I'm working on creating music videos in a home office about 75 feet from my home entertainment system.

Obviously, the videos look a lot different on the computer than on the TV so I burn a LOT of test DVDs and then watch them in the other room. 

I was wondering what would be involved in running a feed from the computer to the home entertainment system so I didn't have to keep making plastic coasters.
1. What is the max length of a digital signal from the computer? Analog?
2. What kind of cabling would I need?
3. What kind of input would I use on my receiver? Output from the computer?

TIA,

---JC


----------



## robbo266317 (Sep 22, 2008)

Why not purchase some rewritable dvd's?


----------



## Suntower (Nov 7, 2006)

Thanks. Because it takes a lot of time to burn DVDs.

Anyone else?



---JC


----------



## robbo266317 (Sep 22, 2008)

If you had another pc at the theatre end you could run Cat 5 that distance.


----------



## Suntower (Nov 7, 2006)

robbo266317 said:


> If you had another pc at the theatre end you could run Cat 5 that distance.


I actually -could- do that, I suppose. I have a PC near the theatre. Are you suggesting hooking the output of the theatre-PC video card to my TV? What would be the hookup for that? It ain't digital... Sony 37" analog. It has R/G/B inputs and RCA jacks for video in.

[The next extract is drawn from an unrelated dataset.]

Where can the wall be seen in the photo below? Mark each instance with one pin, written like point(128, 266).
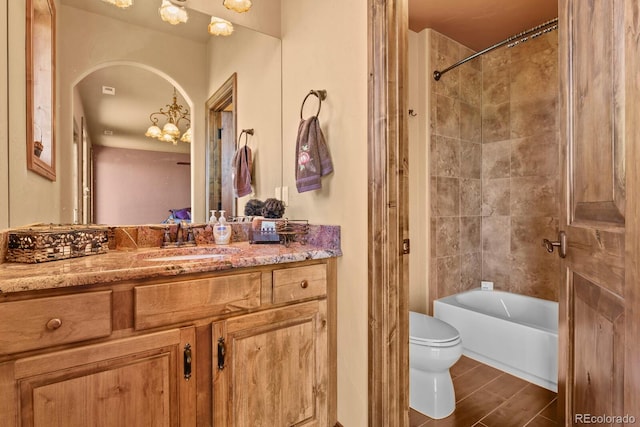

Are there PC video cards with the right outputs for that?

---JC


----------



## Mike P. (Apr 6, 2007)

> what would be involved in running a feed from the computer to the home entertainment system


You have component in on the TV. What are the video outputs on the PC?


----------



## eugovector (Sep 4, 2006)

Might be a little more than you want to spend, but you could go with a popcorn hour if you want networking (~$200), or if you don't, a WD media player for less than $100. Put the files on a USB thumbdrive or portable harddrive.


----------